After five and a half hours of deliberation, a jury on Thursday night found Nicole West, 25, guilty on charges of both second-degree involuntary manslaughter and first-degree child endangerment. She was sentenced to three months for each count following the verdict.
She was found not guilty of possession of a controlled substance.
West will serve her sentence in the Boone County Jail. The judge did not set a date for when the sentence would begin.
The jury, composed of eight men and four women, delivered its verdict to Judge Gene Hamilton at 7 p.m. in Division I of the 13th Circuit Court. The jury had requested information from the judge five times during deliberation, including a request to see the blanket and pillow with which 6-month-old Deja West was laid to sleep the night she died.
In December 2005, according to testimony presented during the trial, West laid her daughter, Deja, face down on the pillow, then covered her body with the blanket in a bedroom of West’s boyfriend’s apartment.

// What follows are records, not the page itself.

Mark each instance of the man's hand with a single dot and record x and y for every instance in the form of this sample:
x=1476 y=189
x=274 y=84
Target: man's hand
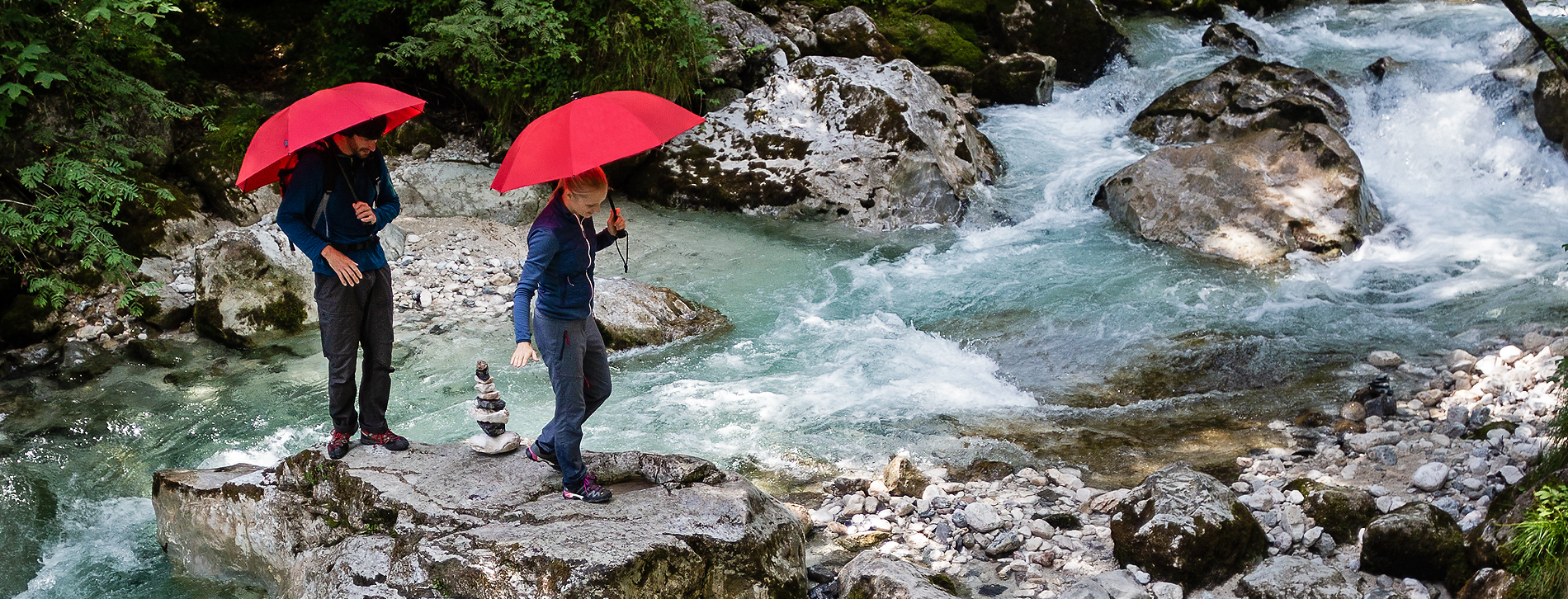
x=522 y=355
x=616 y=221
x=364 y=212
x=344 y=266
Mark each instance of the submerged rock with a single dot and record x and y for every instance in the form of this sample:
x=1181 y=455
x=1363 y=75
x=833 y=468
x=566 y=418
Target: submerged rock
x=441 y=520
x=1239 y=97
x=1252 y=200
x=872 y=144
x=253 y=287
x=632 y=314
x=878 y=576
x=1186 y=527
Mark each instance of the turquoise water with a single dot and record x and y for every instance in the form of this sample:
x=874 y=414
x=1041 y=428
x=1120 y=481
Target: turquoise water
x=1052 y=337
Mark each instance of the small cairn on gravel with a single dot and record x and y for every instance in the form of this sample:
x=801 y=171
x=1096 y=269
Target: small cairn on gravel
x=1454 y=433
x=491 y=414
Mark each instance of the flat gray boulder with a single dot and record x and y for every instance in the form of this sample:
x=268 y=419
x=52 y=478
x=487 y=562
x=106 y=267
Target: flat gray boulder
x=1296 y=578
x=876 y=576
x=1186 y=527
x=871 y=144
x=632 y=314
x=447 y=521
x=1252 y=200
x=253 y=287
x=1238 y=97
x=460 y=189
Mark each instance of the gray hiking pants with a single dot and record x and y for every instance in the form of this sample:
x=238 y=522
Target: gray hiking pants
x=580 y=377
x=353 y=317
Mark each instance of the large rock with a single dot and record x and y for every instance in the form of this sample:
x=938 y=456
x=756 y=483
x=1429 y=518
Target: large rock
x=749 y=50
x=1416 y=541
x=446 y=521
x=1551 y=104
x=632 y=314
x=1239 y=97
x=458 y=189
x=1296 y=578
x=253 y=287
x=1341 y=510
x=850 y=33
x=1186 y=527
x=876 y=576
x=1018 y=78
x=1249 y=200
x=1074 y=31
x=872 y=144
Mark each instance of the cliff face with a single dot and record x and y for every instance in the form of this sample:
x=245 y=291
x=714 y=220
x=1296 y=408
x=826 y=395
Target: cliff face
x=446 y=521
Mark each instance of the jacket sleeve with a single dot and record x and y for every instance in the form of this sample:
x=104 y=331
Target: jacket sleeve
x=297 y=210
x=541 y=250
x=388 y=196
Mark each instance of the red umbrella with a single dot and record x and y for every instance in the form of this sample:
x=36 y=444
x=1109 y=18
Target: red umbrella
x=590 y=132
x=314 y=120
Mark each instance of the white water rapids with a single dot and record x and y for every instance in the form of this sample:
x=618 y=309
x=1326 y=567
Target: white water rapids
x=1007 y=341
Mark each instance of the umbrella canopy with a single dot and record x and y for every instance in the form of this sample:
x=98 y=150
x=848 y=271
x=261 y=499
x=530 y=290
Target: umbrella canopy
x=590 y=132
x=315 y=118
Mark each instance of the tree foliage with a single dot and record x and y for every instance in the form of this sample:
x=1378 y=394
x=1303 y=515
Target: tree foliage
x=73 y=97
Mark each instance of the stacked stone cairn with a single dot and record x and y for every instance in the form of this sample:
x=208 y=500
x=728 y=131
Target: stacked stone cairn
x=1348 y=505
x=491 y=413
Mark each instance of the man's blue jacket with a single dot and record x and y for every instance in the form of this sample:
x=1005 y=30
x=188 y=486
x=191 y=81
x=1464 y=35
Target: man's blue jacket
x=559 y=267
x=364 y=177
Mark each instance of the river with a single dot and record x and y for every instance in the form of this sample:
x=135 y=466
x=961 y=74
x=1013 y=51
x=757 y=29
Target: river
x=1050 y=337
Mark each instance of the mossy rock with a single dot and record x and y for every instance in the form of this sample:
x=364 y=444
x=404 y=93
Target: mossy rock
x=930 y=41
x=1416 y=541
x=1341 y=510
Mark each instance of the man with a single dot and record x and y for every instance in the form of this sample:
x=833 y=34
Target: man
x=336 y=201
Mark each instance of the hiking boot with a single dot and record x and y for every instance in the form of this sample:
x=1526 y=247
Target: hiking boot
x=548 y=458
x=338 y=447
x=590 y=491
x=388 y=440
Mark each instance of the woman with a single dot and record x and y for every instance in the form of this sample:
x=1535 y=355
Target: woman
x=560 y=268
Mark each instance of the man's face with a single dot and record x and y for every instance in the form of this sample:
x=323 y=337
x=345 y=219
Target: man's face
x=585 y=203
x=360 y=146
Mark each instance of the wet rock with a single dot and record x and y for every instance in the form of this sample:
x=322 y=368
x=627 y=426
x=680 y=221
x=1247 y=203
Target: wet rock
x=871 y=144
x=1430 y=477
x=850 y=33
x=1230 y=36
x=253 y=287
x=1120 y=583
x=1250 y=200
x=1186 y=527
x=904 y=479
x=1240 y=97
x=1551 y=104
x=1341 y=510
x=458 y=189
x=956 y=78
x=749 y=50
x=1489 y=583
x=634 y=314
x=329 y=529
x=1385 y=360
x=82 y=361
x=1296 y=578
x=1018 y=78
x=1074 y=31
x=878 y=576
x=1418 y=541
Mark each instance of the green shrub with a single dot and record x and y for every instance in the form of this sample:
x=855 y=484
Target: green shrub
x=1540 y=546
x=73 y=78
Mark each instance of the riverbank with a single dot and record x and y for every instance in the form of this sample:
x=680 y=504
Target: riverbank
x=1457 y=444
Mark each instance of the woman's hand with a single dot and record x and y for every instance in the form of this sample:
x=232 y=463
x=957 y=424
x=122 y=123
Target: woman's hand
x=616 y=221
x=522 y=355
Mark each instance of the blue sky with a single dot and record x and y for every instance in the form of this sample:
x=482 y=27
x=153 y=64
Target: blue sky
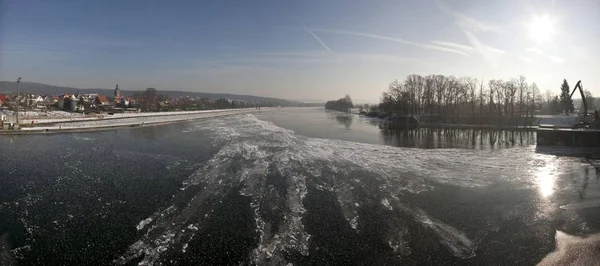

Two hours later, West discovered Deja unresponsive.
The prosecution argued that West covered her infant so that she could smoke marijuana and watch TV, while the defense argued that the death was caused by Sudden Infant Death Syndrome, also known as SIDS.
The defense rested its case after hearing testimony from Thomas Young, a former medical examiner for Jackson County, on Thursday afternoon.
Young testified that conclusions from his own investigation of the incident were not consistent with those of Eddie Adelstein, chief medical examiner for Boone County, who conducted Deja’s autopsy.
The cause of Deja’s death was Sudden Infant Death Syndrome, Young said.
He criticized the investigation led by Adelstein when asked by Assistant Prosecuting Attorney Richard Hicks whether he felt Adelstein’s investigation was sloppy.
“It would be sloppy if there was an investigation, but there wasn’t one,” Young said.
He went on to say that if he had been responsible for the investigation, he would have conducted a doll re-enactment of what happened the night of the incident, a scene investigation and direct questioning of the eye witness.
Lab and autopsy findings by Adelstein showed no indication that Deja died from suffocation, nor did they indicate that the manner of death was a homicide, Young said.
In closing arguments, Hicks argued that Deja’s death resulted not from SIDS, but from West’s failure to be aware of the risks involved in leaving her daughter unattended under a blanket.